A l’heure de la retraite en 1997, Jean rejoint Grenoble et l’équipe de La Villeneuve (M. Portal, R. et C. Marijon, D. Bethmont), où il découvre dès son déménagement les petits désagréments et les grandes joies de la vie en cité. Il accompagne une jeune équipe d’ACO et participe à la mise en place de la paroisse nouvelle. Avec le temps, les musulmans prennent le visage de proches voisins, d’amis avec qui on partage le quotidien des jours ordinaires comme des fêtes. « Il se développe entre croyants un vrai souci de dialogue et de rapprochement. Entre les juifs qui refusent de nommer Dieu ou les musulmans qui lui donnent 99 noms comme autant d’approximations d’une réalité indicible... Pour les chrétiens, nous apprenons par Jésus que Dieu est désarmé de toute puissance. Il n’est qu’Amour, ce que m’a résumé un jour un enfant du catéchisme dans une formule savoureuse : Dieu est un père qui nous aime comme une mère. » A la création de la Communauté Mission de France, en 2003, il est envoyé à Toulouse, sur le quartier des Minimes. Il fait équipe avec R. Murador, C. et N. Régis, L. et P. Maton.

En 2006, Jean demande à se rapprocher de sa famille en Loire Atlantique. Le diocèse de Nantes lui propose le presbytère de Batz-sur-Mer et des services pastoraux sur le secteur de Guérande. Il est accueilli par l’équipe de Nantes-Saint-Nazaire.

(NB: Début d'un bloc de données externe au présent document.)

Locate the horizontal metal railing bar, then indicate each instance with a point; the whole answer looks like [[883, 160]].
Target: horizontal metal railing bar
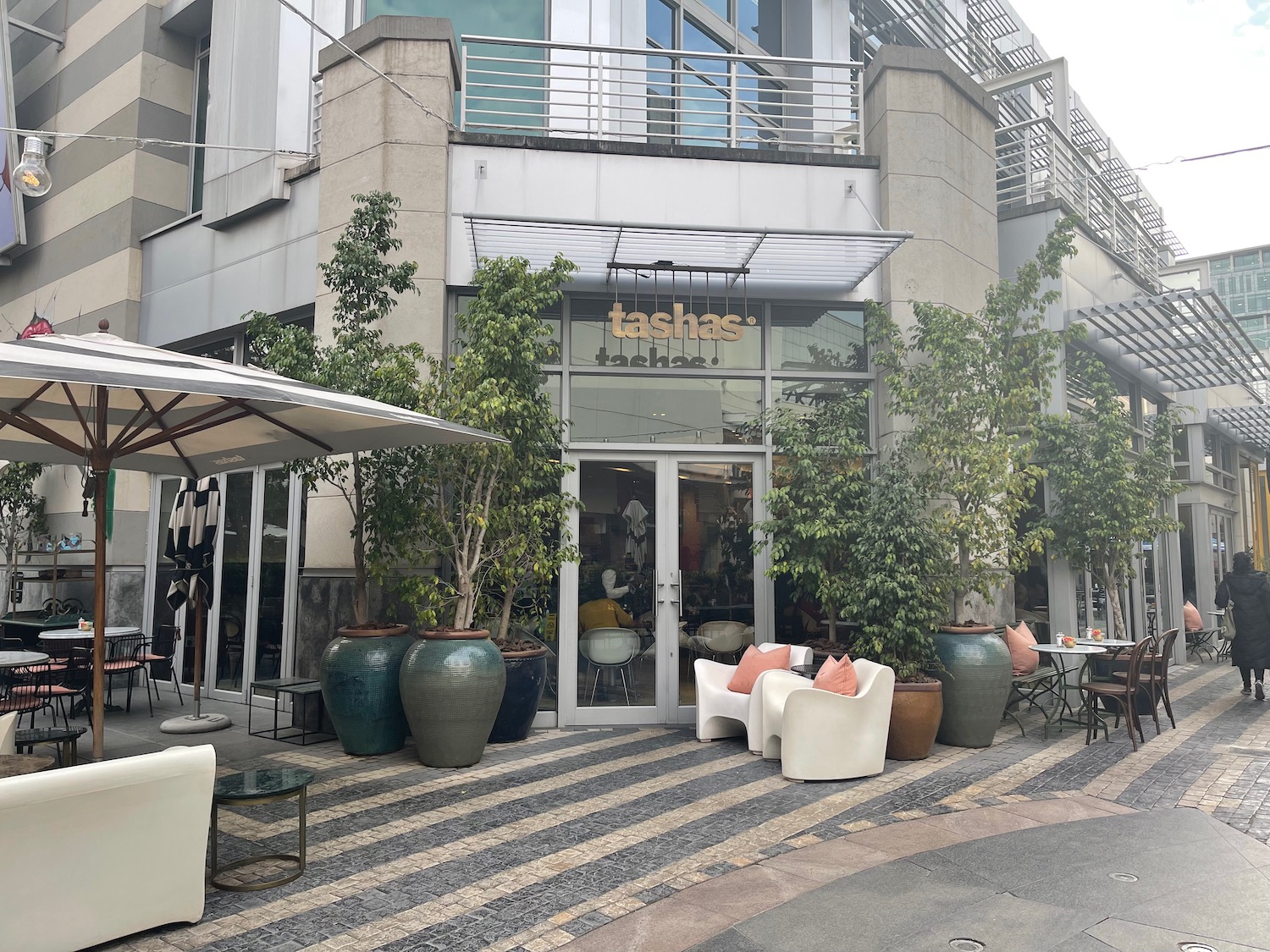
[[658, 51]]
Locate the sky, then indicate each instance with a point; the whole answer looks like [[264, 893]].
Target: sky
[[1176, 78]]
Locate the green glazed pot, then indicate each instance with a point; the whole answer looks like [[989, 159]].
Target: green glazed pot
[[358, 677], [451, 687], [977, 674]]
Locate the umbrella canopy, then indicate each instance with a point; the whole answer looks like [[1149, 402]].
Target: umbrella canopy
[[107, 403]]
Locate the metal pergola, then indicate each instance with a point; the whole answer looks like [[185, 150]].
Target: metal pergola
[[1181, 339], [833, 261]]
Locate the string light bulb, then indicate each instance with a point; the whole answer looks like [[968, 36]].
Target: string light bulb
[[30, 175]]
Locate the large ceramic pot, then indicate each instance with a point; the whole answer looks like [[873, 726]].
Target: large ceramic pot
[[358, 677], [526, 674], [451, 687], [977, 674], [914, 718]]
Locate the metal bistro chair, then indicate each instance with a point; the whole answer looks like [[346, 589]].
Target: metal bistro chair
[[1123, 693], [1155, 675], [162, 650], [612, 649]]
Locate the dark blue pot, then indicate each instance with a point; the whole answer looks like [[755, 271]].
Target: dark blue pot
[[526, 675], [451, 687], [975, 677], [360, 685]]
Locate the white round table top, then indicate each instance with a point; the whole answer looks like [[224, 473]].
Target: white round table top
[[112, 631], [19, 659], [1061, 650]]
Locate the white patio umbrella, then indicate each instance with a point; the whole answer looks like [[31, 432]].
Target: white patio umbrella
[[103, 403]]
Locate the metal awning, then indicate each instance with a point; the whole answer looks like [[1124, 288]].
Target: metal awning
[[833, 261], [1250, 423], [1185, 338]]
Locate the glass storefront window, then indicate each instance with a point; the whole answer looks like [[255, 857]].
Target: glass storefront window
[[621, 409], [665, 330], [818, 339]]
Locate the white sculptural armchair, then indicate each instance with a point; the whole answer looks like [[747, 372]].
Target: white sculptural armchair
[[726, 713], [820, 735]]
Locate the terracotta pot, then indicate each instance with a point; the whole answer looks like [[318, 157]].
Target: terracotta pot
[[358, 674], [914, 718]]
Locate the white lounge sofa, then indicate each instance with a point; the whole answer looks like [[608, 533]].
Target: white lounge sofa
[[726, 713], [96, 852], [820, 735]]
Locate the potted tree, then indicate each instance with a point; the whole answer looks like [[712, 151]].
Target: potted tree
[[494, 512], [360, 667], [820, 487], [899, 598], [973, 388], [1105, 500]]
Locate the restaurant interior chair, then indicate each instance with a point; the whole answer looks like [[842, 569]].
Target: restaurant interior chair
[[610, 649], [1123, 693], [126, 658], [1155, 675], [162, 649], [820, 735]]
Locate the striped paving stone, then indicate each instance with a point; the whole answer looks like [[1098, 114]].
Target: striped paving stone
[[553, 838]]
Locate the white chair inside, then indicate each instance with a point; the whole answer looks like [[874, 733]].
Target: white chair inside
[[610, 649]]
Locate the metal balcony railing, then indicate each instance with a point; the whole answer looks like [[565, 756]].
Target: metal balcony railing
[[673, 96], [1036, 162]]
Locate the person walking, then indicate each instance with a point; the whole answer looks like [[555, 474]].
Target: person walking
[[1250, 593]]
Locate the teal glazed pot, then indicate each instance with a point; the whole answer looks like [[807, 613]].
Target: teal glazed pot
[[977, 674], [360, 682], [451, 687]]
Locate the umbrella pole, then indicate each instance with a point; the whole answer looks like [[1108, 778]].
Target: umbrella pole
[[99, 482]]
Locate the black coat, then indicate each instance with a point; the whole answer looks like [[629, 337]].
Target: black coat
[[1251, 596]]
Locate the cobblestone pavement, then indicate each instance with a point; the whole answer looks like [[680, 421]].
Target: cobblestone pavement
[[548, 839]]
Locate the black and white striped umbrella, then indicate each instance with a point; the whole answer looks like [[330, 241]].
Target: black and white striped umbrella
[[104, 403]]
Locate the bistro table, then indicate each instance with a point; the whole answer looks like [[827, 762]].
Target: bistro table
[[1087, 652], [251, 789], [20, 659], [19, 764]]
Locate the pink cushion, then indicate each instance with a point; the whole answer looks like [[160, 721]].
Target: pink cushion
[[754, 663], [1190, 616], [838, 677], [1023, 658]]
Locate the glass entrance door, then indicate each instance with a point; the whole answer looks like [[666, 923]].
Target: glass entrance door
[[667, 575]]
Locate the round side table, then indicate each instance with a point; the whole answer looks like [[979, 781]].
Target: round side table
[[254, 789]]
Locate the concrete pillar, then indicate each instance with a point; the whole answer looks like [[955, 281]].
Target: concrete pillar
[[934, 129], [375, 139]]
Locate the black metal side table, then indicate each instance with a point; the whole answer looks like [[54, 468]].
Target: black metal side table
[[65, 738], [305, 692], [254, 789]]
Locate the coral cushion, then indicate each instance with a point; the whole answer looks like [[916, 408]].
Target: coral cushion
[[838, 677], [1190, 616], [754, 663], [1023, 658]]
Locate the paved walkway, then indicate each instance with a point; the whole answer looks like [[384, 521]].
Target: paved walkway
[[559, 835]]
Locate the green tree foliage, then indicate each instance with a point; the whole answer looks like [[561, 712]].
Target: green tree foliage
[[901, 574], [820, 487], [22, 515], [973, 388], [356, 360], [1105, 499], [495, 510]]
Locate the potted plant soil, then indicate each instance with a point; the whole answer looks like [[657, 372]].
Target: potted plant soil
[[973, 388], [493, 512], [358, 668], [899, 597]]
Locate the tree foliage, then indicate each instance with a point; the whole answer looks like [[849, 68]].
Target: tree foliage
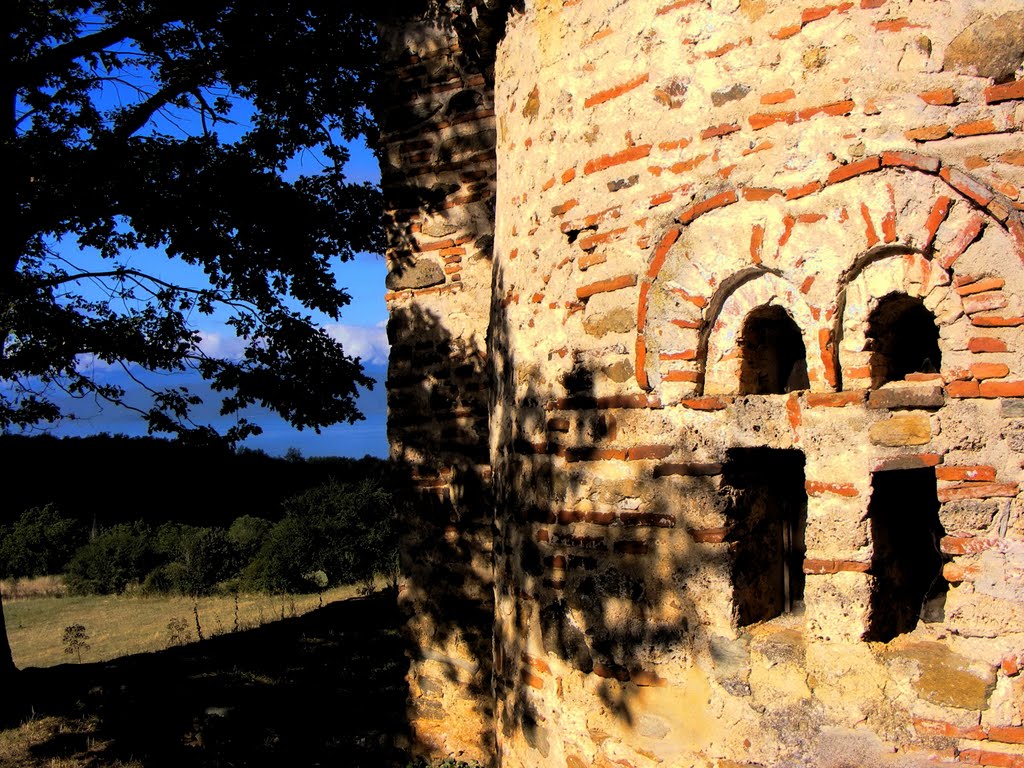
[[333, 534], [39, 543], [141, 126]]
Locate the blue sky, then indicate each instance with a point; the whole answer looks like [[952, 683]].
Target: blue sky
[[360, 330]]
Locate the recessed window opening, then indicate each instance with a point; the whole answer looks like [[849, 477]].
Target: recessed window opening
[[907, 562], [767, 519], [774, 358], [903, 339]]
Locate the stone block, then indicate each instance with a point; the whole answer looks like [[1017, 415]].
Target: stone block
[[904, 429]]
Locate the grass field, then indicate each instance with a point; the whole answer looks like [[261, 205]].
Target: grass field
[[323, 688], [119, 626]]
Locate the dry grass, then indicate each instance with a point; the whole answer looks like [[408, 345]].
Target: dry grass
[[54, 742], [119, 626]]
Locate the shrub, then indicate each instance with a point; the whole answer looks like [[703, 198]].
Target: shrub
[[195, 559], [75, 640], [333, 534], [40, 543], [116, 558]]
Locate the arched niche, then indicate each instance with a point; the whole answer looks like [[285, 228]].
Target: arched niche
[[911, 226], [903, 339], [891, 316], [769, 310]]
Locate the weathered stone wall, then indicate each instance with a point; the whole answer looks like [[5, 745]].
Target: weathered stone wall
[[688, 570], [438, 176]]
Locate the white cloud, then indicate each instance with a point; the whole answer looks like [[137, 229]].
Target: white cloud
[[221, 345], [366, 342]]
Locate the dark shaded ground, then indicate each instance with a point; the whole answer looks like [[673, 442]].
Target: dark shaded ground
[[323, 689]]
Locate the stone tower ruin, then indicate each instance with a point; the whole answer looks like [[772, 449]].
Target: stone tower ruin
[[708, 365]]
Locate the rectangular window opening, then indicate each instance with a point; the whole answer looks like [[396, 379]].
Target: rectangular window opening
[[906, 563], [767, 520]]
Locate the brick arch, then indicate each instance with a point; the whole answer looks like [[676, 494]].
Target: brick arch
[[899, 271], [988, 209], [735, 300]]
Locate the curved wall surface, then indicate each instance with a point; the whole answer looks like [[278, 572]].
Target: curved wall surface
[[756, 421]]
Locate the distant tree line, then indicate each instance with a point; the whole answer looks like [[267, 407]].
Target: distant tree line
[[335, 532], [114, 478]]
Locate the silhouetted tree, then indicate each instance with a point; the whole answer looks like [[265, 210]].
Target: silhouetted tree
[[170, 125]]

Sa bonhomie légendaire fait merveille dans de multiples réseaux avant que le cancer le gagne pour une issue irrémédiable et rapide.

 

 

L’Equipe épiscopale

 

 

 

La célébration de ses obsèques aura lieu vendredi 2 septembre à 15h

 

en l'église Saint-Guénolé, Place du Garnal, à Batz-sur-Mer (Loire-Atlantique)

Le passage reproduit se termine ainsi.